Reputation: 572
I have written a data preprocessing codes in Pandas UDF in PySpark. I'm using lambda function to extract a part of the text from all the records of a column.
Here is how my code looks like:
@pandas_udf("string", PandasUDFType.SCALAR)
def get_X(col):
return col.apply(lambda x: x.split(',')[-1] if len(x.split(',')) > 0 else x)
df = df.withColumn('X', get_first_name(df.Y))
This is working fine and giving the desired results. But I need to write the same piece of logic in Spark equivalent code. Is there a way to do it? Thanks.
Upvotes: 1
Views: 9937
Reputation: 74355
Given the following DataFrame df
:
df.show()
# +-------------+
# | BENF_NME|
# +-------------+
# | Doe, John|
# | Foo|
# |Baz, Quux,Bar|
# +-------------+
You can simply use regexp_extract()
to select the first name:
from pyspark.sql.functions import regexp_extract
df.withColumn('First_Name', regexp_extract(df.BENF_NME, r'(?:.*,\s*)?(.*)', 1)).show()
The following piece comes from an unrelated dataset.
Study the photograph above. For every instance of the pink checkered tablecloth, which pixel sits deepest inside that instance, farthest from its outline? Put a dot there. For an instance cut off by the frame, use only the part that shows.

# +-------------+----------+
# | BENF_NME|First_Name|
# +-------------+----------+
# | Doe, John| John|
# | Foo| Foo|
# |Baz, Quux,Bar| Bar|
# +-------------+----------+
If you don't care about possible leading spaces, substring_index()
provides a simple alternative to your original logic:
from pyspark.sql.functions import substring_index
df.withColumn('First_Name', substring_index(df.BENF_NME, ',', -1)).show()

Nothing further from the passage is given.